Sinn Féin’s surge is not an indication that Irish unity is around the corner. Sinn Féin’s boost in the polls was largely among younger voters. These voters, mostly in their 20s, are far removed from the revolutionary generation, and don’t necessarily choose their political allegiances based on what side their ancestors fought for in the Civil War from 1922-23. Moreover, Sinn Féin has adopted a host of progressive social policies that have nothing to do with the “national question,” its raison d’être. Most notably, Sinn Féin takes a liberal stance on women’s rights and the rights of LGBTQ+ people, issues on which young people are almost universally more liberal than older people.

Sinn Fein’s manifesto addresses issues that are important to young people, who likely don’t earn as much money as more experienced professionals. Sinn Féin’s has pledged to abolish the USC on the first €30,000. They have also embraced the politics of climate change, and have vowed to invest an additional €1bn in public transportation in order to cut down on pollution from cars.

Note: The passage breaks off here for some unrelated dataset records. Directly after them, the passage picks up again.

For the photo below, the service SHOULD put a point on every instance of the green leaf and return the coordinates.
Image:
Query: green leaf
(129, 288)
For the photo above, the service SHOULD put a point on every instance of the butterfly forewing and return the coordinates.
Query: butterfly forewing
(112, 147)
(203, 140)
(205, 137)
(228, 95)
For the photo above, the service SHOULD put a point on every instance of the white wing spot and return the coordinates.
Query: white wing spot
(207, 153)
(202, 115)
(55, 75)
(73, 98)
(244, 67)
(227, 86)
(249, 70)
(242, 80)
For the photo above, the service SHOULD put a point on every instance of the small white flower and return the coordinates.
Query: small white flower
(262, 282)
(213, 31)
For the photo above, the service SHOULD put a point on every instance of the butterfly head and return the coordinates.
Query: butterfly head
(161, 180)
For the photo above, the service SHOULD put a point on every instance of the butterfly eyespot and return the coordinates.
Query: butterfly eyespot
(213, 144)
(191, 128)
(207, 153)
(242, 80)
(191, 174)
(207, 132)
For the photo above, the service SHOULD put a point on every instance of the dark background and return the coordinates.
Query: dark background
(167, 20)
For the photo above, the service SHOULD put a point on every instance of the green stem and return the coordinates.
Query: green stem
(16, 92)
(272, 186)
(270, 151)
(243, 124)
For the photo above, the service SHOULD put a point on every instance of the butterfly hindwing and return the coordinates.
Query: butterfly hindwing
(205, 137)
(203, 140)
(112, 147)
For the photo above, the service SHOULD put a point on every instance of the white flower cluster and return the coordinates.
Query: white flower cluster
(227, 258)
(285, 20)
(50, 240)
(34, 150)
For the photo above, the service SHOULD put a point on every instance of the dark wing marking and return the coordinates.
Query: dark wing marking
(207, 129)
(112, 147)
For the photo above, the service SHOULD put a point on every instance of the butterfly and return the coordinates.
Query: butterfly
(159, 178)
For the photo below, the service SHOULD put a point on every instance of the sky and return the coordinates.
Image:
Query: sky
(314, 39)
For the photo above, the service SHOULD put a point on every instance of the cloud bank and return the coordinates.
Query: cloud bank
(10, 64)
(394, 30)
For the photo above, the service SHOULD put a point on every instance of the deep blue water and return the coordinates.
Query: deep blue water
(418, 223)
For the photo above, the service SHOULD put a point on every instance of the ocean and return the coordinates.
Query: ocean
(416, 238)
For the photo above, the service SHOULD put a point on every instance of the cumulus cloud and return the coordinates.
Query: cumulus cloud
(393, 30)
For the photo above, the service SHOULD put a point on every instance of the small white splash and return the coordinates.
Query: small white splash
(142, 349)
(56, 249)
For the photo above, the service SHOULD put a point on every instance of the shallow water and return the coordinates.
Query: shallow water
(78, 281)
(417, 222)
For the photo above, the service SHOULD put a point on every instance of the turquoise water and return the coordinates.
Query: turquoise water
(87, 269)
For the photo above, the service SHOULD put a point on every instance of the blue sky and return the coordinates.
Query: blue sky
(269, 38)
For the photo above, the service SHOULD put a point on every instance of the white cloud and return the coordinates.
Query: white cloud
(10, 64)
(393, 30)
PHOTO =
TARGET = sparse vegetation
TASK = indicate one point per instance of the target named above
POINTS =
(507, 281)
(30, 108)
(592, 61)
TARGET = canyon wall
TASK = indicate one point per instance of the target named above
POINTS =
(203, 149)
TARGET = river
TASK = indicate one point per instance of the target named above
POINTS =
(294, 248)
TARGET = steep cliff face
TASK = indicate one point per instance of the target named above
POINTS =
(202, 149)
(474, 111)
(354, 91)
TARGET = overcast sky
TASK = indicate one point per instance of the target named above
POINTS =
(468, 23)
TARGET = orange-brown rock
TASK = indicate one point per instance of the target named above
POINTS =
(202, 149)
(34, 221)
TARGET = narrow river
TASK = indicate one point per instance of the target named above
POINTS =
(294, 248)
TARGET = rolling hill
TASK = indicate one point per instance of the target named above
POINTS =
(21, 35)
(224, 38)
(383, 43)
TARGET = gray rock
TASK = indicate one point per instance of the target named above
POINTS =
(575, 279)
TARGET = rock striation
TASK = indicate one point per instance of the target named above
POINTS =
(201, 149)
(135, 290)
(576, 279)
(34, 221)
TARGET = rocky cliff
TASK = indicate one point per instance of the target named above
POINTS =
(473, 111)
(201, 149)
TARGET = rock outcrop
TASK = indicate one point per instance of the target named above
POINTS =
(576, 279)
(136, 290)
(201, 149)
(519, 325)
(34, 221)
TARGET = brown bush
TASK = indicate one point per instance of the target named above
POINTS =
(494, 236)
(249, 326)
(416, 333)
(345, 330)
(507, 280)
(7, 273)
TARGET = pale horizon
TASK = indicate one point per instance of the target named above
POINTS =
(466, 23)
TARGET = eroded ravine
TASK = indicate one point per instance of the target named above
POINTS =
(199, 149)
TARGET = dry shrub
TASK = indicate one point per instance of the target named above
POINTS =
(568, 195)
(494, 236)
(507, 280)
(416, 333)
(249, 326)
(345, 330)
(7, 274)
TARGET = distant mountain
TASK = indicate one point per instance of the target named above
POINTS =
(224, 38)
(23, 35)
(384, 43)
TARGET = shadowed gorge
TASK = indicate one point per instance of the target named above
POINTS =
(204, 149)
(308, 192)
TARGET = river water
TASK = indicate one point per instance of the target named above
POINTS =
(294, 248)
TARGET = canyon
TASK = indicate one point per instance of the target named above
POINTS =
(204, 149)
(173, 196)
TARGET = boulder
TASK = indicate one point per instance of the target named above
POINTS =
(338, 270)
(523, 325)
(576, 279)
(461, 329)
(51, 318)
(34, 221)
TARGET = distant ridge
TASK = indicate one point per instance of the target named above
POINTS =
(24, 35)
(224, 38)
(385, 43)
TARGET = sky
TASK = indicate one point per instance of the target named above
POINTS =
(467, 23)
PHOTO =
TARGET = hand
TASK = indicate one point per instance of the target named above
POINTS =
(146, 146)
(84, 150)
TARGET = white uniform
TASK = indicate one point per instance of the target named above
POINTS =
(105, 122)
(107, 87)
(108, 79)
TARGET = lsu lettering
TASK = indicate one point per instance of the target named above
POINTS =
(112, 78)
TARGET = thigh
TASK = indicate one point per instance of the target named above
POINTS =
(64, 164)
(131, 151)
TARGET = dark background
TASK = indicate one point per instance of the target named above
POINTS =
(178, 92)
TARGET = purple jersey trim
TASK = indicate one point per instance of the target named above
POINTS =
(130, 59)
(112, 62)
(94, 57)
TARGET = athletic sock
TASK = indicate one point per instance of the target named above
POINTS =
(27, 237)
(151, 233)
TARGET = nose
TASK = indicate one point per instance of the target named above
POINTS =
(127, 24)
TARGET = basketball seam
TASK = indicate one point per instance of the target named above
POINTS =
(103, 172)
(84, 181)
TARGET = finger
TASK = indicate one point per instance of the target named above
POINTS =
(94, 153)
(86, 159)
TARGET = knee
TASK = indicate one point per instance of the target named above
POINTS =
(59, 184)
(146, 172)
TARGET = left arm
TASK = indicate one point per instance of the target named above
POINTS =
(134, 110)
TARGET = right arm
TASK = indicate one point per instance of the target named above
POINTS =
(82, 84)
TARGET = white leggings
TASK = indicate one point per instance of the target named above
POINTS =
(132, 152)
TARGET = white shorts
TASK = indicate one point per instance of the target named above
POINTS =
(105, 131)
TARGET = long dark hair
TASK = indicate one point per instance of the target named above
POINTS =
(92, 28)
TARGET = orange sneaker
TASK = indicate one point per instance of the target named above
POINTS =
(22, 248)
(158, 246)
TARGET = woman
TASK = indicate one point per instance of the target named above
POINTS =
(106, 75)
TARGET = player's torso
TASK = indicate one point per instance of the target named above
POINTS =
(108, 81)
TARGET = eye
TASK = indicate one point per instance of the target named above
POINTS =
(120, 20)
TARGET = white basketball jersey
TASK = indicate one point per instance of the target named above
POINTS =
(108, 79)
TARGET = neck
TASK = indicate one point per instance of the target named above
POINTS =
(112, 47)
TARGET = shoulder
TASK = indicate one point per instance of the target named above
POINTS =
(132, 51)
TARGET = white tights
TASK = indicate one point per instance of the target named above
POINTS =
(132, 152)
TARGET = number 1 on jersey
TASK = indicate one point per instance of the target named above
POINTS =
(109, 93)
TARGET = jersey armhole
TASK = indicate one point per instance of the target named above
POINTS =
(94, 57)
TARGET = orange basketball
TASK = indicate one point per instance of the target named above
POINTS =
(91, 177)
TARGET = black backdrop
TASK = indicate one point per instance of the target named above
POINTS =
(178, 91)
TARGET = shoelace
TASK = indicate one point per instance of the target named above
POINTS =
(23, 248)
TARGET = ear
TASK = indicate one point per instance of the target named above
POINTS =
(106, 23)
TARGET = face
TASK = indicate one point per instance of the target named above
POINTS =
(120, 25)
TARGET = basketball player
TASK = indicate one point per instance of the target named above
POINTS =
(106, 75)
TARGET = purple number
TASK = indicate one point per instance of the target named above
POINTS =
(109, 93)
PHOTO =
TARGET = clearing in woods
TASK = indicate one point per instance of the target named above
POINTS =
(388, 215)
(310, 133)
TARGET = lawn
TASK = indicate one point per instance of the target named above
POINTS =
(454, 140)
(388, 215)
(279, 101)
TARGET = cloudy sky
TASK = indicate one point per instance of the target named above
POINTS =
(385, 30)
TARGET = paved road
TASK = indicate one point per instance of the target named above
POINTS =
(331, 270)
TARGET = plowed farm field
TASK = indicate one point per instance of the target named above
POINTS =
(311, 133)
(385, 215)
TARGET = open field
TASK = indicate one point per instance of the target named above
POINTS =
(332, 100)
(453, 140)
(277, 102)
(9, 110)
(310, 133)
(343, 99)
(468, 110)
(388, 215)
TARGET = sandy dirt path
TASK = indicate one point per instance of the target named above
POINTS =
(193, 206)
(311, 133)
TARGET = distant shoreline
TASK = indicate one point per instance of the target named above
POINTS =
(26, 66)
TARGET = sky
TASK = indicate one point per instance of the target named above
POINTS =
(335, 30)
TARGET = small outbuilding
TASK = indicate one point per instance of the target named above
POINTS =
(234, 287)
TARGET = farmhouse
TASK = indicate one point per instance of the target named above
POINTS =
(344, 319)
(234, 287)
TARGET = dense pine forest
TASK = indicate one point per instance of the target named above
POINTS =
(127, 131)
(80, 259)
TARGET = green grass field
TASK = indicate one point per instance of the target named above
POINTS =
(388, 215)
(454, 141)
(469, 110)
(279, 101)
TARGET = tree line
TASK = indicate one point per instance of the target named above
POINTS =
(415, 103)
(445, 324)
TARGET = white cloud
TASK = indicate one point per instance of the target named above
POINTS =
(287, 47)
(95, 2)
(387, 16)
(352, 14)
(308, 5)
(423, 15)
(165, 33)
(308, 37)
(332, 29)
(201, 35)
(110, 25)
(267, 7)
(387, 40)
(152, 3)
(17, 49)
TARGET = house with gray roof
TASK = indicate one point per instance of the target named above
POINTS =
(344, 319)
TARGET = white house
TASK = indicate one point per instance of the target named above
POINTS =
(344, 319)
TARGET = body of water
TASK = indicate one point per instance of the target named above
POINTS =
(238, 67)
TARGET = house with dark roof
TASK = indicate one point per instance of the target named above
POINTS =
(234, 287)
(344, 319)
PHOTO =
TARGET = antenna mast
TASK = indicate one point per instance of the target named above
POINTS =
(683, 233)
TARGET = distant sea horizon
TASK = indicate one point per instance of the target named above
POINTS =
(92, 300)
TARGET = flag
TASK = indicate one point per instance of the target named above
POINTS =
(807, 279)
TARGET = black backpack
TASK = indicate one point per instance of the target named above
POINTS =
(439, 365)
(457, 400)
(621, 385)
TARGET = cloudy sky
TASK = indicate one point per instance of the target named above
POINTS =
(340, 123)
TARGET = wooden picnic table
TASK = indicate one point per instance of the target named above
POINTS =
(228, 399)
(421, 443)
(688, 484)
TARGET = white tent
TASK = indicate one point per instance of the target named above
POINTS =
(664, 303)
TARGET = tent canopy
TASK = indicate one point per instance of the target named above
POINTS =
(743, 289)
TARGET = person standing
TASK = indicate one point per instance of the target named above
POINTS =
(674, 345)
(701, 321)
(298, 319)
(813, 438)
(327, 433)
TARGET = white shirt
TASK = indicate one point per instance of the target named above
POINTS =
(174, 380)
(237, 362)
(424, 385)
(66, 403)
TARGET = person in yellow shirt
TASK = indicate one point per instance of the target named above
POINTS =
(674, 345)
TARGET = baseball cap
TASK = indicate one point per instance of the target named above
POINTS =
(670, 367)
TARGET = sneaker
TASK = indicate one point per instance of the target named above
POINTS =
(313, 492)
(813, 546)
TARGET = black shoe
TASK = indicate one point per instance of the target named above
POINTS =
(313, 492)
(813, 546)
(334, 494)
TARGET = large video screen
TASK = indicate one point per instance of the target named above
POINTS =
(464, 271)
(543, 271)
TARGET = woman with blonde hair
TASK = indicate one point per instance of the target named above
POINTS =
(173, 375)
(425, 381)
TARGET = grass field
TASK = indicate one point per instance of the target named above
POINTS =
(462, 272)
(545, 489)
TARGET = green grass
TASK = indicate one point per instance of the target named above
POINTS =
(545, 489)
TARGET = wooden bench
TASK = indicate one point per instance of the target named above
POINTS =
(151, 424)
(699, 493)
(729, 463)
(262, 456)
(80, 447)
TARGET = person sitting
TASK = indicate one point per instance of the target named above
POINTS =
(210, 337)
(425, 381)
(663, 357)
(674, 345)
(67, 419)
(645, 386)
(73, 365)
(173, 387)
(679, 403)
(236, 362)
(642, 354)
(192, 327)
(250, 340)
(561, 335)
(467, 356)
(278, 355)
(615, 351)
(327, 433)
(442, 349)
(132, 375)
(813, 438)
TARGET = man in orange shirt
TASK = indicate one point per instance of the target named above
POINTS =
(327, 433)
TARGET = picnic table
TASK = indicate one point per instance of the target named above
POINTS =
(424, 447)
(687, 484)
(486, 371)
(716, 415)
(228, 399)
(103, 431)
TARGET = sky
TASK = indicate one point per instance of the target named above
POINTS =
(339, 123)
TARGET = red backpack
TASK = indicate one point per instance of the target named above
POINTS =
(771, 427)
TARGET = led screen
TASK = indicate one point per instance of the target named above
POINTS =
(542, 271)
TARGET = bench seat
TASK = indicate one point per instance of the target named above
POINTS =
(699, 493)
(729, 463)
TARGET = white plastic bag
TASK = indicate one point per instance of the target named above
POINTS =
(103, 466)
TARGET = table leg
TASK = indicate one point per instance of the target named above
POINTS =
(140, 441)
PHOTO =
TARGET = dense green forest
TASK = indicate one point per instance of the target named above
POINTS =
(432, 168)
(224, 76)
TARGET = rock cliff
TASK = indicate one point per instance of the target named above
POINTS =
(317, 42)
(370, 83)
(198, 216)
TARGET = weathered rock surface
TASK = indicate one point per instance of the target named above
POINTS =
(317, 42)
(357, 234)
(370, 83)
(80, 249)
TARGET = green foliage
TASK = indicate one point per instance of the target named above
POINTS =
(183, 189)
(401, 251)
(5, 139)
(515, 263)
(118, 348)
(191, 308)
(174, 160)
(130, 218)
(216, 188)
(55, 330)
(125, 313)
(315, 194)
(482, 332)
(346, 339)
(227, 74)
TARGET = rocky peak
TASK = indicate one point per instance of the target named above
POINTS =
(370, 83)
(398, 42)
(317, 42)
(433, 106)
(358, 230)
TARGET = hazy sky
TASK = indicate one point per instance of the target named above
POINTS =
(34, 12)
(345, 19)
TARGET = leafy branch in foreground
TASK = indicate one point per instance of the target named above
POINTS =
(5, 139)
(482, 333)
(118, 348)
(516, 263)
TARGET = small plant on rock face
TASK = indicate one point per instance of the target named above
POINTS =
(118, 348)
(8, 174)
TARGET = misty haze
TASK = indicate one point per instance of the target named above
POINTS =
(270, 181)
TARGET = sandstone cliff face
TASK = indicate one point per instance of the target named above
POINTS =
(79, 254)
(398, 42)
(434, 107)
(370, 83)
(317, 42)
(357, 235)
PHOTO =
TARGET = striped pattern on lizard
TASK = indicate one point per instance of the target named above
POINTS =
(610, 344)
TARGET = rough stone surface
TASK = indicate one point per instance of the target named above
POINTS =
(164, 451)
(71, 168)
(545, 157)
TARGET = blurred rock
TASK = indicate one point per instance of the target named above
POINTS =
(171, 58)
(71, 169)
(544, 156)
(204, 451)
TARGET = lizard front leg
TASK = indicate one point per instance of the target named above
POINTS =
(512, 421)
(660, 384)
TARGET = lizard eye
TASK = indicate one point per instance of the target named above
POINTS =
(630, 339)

Sinn Féin has shown that the party understands how the electorate is changing. Ireland’s two entrenched parties, FG and FF, will not be Ireland’s future if they cannot understand the importance of generational change. In addition, Sinn Féin also understands that people vote with their emotions, not an intellectual evaluation of the various parties’ manifestos. Countless political science and psychology studies have demonstrated this trend—here’s one, for example.

I would be interested to see which factors people name in explaining their votes. Because, back to Sinn Féin’s raison d’être, the party has also pledged to pursue Irish unity by producing a White Paper on the subject and by pushing for a border poll. I’m pretty sure that this factor is NOT the deciding factor for many people who voted for the Shinners. But, when you support Sinn Féin, you know that you’re also supporting their goal of holding a border poll within five years. At the very least, their policies on Irish unity were not a deterrent—nor was the party’s history as the “political wing of the IRA.” Other political parties in Ireland need to wake up.

Of course, Sinn Féin signed up to the so-called “unionist veto” when it signed on to the Good Friday Agreement. So, Irish unity can only occur with the consent of a majority of the people in the Republic of Ireland and a separate, concurrent majority of the people of Northern Ireland.

That means, for my American readers, that we’re not dealing with a majority of people on the island of Ireland—which is, historically, the majority that Sinn Féin cares about, tracing the mandate back to the election of 1918.

Is there a majority in Northern Ireland in favor of Irish unity? I seriously doubt it. The national question is still very much alive in the North, and it still has potency that it lacks in the south of Ireland. See, for example, the 3-year governmental vacuum because Sinn Féin and the DUP wouldn’t agree on basic principles of equality. I personally think Sinn Féin’s shifts on abortion and same-sex marriage are tied to a desire to pull socially liberal unionists into the view that their “natural” home is in a 32-county republic, and for that reason, I tend not to trust the Shinners. If one’s platform is based on cynical political expediency, and not genuine belief, they will just as quickly change their tune once their goal of unity is accomplished, or once they are entrenched in power.

I say this, moreover, because Sinn Féin is not known for being a particularly democratic party in its internal operations. Although I do support an anti-imperialist platform, and therefore I support Irish unity, I have serious qualms about trusting Irish unity to Sinn Féin.

No matter how you see it, though, this general election signals a major change in the politics in the Republic of Ireland. The challenge that the three major parties have now is in forming a government, as no one has anything close to a majority. Some parties still say they will not form a coalition with the Shinners; others will. Those parties that refuse to govern with Sinn Féin refuse at their own risk—it seems to me that any government that does NOT include the Shinners is not a democratic representation of the people’s wishes. 

Put Sinn Féin in government and let’s see how they run the country.